Türkiye’nin PYD’ye karşı çıkmasının bir değil bir çok sebebi var. Bir kere PKK’yı kim yönetiyorsa PYD’yi de aynı güç yönetiyor. Bu da sorun olmayabilirdi.
Bir şartla tabi:
Eğer iki örgütü yöneten akıl, Suriye ve Türkiye’nin siyasi şartlarının çok farklı olduğunu görebilse veya kabul etseydi. Oysa bu akıl, ne her iki ülke arasında ne bu ülkelerin sahip olduğu siyasi şartlar arasında bir fark gördü. Kobani’de ne varsa ve Kobani nasıl yönetiliyorsa, Suruç ve Diyarbakır’da, Nusaybin’de de bu olsun istedi. Çözüm süreci bu inat uğruna sona erdi ve Öcalan fiili olarak bu yanlış tercih nedeniyle tasfiye edildi.
PKK ve PYD’yi yöneten ortak akıl, bir çeşit kumar oynadı.
Ya herro ya merro!
Şimdi de hem Türkiye’de hem uluslararası alanda, bu siyasi kumarın PYD ve PKK’yı Türkiye’ye karşı ortak bir stratejide buluşturmasının siyasi iflasla sonuçlandığına tanık olmaktayız.
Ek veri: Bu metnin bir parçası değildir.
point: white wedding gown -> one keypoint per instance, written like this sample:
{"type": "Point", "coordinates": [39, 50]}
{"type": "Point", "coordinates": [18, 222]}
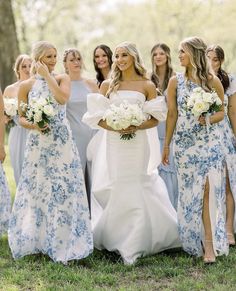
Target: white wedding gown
{"type": "Point", "coordinates": [130, 207]}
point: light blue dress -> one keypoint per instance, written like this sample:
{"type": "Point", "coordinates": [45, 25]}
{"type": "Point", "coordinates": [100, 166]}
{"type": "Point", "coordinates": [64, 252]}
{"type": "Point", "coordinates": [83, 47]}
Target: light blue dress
{"type": "Point", "coordinates": [17, 142]}
{"type": "Point", "coordinates": [168, 172]}
{"type": "Point", "coordinates": [199, 155]}
{"type": "Point", "coordinates": [5, 202]}
{"type": "Point", "coordinates": [82, 133]}
{"type": "Point", "coordinates": [50, 212]}
{"type": "Point", "coordinates": [229, 147]}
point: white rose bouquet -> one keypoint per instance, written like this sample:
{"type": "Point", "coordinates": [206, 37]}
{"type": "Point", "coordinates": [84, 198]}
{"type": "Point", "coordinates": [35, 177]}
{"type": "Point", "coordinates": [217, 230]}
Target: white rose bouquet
{"type": "Point", "coordinates": [39, 111]}
{"type": "Point", "coordinates": [125, 115]}
{"type": "Point", "coordinates": [10, 110]}
{"type": "Point", "coordinates": [201, 102]}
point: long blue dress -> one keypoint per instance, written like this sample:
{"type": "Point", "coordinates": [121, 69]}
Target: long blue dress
{"type": "Point", "coordinates": [168, 172]}
{"type": "Point", "coordinates": [50, 212]}
{"type": "Point", "coordinates": [5, 202]}
{"type": "Point", "coordinates": [17, 143]}
{"type": "Point", "coordinates": [199, 155]}
{"type": "Point", "coordinates": [82, 133]}
{"type": "Point", "coordinates": [229, 147]}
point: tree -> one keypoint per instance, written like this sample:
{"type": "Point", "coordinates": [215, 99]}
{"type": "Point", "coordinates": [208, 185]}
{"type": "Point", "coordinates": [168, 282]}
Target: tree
{"type": "Point", "coordinates": [9, 48]}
Bedelini de maalesef Sur, Nusaybin ve Cizre ile Rojava’da yaşayan halk canıyla, malıyla ödedi.
PYD ve PKK’ye gaz verenlerin dökülen kanda payı vardır. Batı MESUT BARZANİ’yi de ERDOĞAN’ı sildi, siz Batı’nın yükselen yeni değerisiniz dediler. Avrupa’daki Kürt hayranlığını yere göğe sığdıramıyorlardı. PYD, DAİŞ’e karşı savaşan yegane karasal güçtü ya, gerisi önemli değildi!
PYD’nin Cenevre’ye davet almamasının anlaşılmayacak bir yanı yok. PYD müzakere masasının neresine oturacağı bile tartışmalı bir örgüttür. Rejimle işbirliği yapıyor ve Rojava bölgesinde diğer Kürt gruplara ve farklı etnisitelere karşı giriştiği ihlaller Uluslararası Af Örgütü’nün raporuyla belgelenmiş bir örgüt durumunda.
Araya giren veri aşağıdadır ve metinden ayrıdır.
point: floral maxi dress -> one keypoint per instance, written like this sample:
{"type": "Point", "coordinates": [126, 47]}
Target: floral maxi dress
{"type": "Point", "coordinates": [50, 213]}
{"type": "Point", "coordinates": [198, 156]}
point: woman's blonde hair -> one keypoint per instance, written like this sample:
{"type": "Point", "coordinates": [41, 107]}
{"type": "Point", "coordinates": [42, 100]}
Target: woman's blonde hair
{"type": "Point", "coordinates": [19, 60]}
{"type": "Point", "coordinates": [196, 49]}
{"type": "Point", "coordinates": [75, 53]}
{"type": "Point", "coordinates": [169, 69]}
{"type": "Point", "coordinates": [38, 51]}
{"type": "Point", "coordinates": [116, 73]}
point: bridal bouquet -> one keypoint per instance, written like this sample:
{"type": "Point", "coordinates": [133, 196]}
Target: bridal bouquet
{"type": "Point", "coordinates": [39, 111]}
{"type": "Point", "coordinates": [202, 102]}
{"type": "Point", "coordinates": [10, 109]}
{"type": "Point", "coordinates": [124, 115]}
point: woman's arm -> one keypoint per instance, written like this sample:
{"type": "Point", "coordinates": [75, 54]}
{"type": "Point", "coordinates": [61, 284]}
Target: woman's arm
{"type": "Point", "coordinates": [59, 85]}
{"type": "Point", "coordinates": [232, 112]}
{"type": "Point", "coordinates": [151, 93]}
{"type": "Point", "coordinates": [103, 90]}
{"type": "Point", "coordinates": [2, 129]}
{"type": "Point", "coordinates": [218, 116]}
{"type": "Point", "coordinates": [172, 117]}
PKK, Türkiye’ye karşı savaşırken ve terör saldırılarıyla etnik hınç ve öfkeyi her geçen gün biraz daha arttırırken, PYD’nin kontrolündeki Rojava bölgesinden lojistik destek görmeye devam ediyor.
Üstüne üstlük, Rusya’dan alınan destek var ki, sonu Sur’da keskin nişancı Sırplar’a kadar vardı. Türkiyelileşme iddiasında olan bir hareketin saflarında Sırp keskin nişancı!
Gelinen yer iflah etmez bir yerdir.
Ama merak edilmesin, Hasan Cemal ve Cengiz Çandar, yakında PYD/PKK’yi bu bataktan çıkaracak bir yol bulurlar muhakkak! Amerikalılarla Demirtaş’ı Waşington’da Ruslar’la Moskova’da buluştururlar, PYD’nin DAİŞ’e karşı tek karasal güç olduğunu Cengiz müttefiklere bir kez daha hatırlatır, Ruslar yeni bir keskin nişancı yollar Sur’a, Salih Müslim’in yeri de, böylece Cenevre’deki masada garantiye alınır!